Question

A charge of +3.5 nC and a charge of +5.0 nC are separated by 40 cm. Find the equilibrium position for a -6.0 nC charge.

Answer 1

Answer:

What school do you go to?

Explanation:

Answer 2

Answer: $18.22\ cm$ from $3.5\ nC$ charge.

Explanation:

Given

The magnitude of the first charge is  $Q_1=3.5\ nC$

The magnitude of the second charge is $Q_2=5\ nC$

$-6\ nC$ charge must be placed in between the two charges to establish equilibrium

The electrostatic force is given by

$F=\dfrac{kq_1q_2}{r^2}$

Equilibrium will be established when force by both the charges balance out each other.
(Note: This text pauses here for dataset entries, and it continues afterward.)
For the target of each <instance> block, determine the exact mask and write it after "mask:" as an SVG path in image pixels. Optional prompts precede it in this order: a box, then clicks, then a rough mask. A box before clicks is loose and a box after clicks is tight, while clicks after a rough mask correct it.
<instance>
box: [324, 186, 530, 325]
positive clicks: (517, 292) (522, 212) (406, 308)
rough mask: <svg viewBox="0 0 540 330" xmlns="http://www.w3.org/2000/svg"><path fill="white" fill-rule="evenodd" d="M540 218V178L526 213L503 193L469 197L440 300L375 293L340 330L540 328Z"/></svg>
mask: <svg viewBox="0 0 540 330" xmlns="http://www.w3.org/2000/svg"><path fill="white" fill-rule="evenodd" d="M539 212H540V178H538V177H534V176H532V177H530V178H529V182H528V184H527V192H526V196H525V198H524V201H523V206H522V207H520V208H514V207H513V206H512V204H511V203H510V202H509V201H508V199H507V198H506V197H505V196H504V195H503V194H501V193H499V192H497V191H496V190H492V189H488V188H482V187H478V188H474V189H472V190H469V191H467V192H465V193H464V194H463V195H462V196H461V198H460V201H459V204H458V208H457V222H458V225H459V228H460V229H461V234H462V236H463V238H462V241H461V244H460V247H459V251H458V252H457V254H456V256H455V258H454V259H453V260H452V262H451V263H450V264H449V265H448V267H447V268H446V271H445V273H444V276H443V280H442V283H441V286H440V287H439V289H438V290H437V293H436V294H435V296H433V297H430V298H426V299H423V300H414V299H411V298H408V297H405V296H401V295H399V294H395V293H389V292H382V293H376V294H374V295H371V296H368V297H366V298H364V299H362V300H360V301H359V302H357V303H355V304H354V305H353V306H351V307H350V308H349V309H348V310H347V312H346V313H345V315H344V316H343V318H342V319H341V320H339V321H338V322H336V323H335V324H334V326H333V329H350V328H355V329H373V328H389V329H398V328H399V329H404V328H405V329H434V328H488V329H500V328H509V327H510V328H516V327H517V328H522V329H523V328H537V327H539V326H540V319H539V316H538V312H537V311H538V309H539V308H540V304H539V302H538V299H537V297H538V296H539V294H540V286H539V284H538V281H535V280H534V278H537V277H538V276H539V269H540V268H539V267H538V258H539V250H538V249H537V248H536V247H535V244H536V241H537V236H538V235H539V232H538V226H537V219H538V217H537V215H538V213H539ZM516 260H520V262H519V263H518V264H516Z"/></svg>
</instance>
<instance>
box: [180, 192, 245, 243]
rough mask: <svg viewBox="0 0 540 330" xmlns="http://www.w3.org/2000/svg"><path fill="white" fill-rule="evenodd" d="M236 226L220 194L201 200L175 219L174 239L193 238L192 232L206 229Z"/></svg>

Suppose $-6\ nC$ is placed at a distance of $x$ cm from $3.5\ nC$ . So, we can write

$\Rightarrow \dfrac{k(3.5)(-6)}{x^2}=\dfrac{k(5)(-6)}{(40-x)^2}$

Canceling similar terms

$\Rightarrow \left [ \dfrac{40-x}{x}\right ]^2=\dfrac{10}{7}\\\\\Rightarrow \dfrac{40-x}{x}=\sqrt{\dfrac{10}{7}}=1.195\\\\\Rightarrow 40-x=1.195x\\\Rightarrow 40=2.195x\\\Rightarrow x=18.22\ cm$

Thus, the equilibrium position is $18.22\ cm$ from $3.5\ nC$ charge.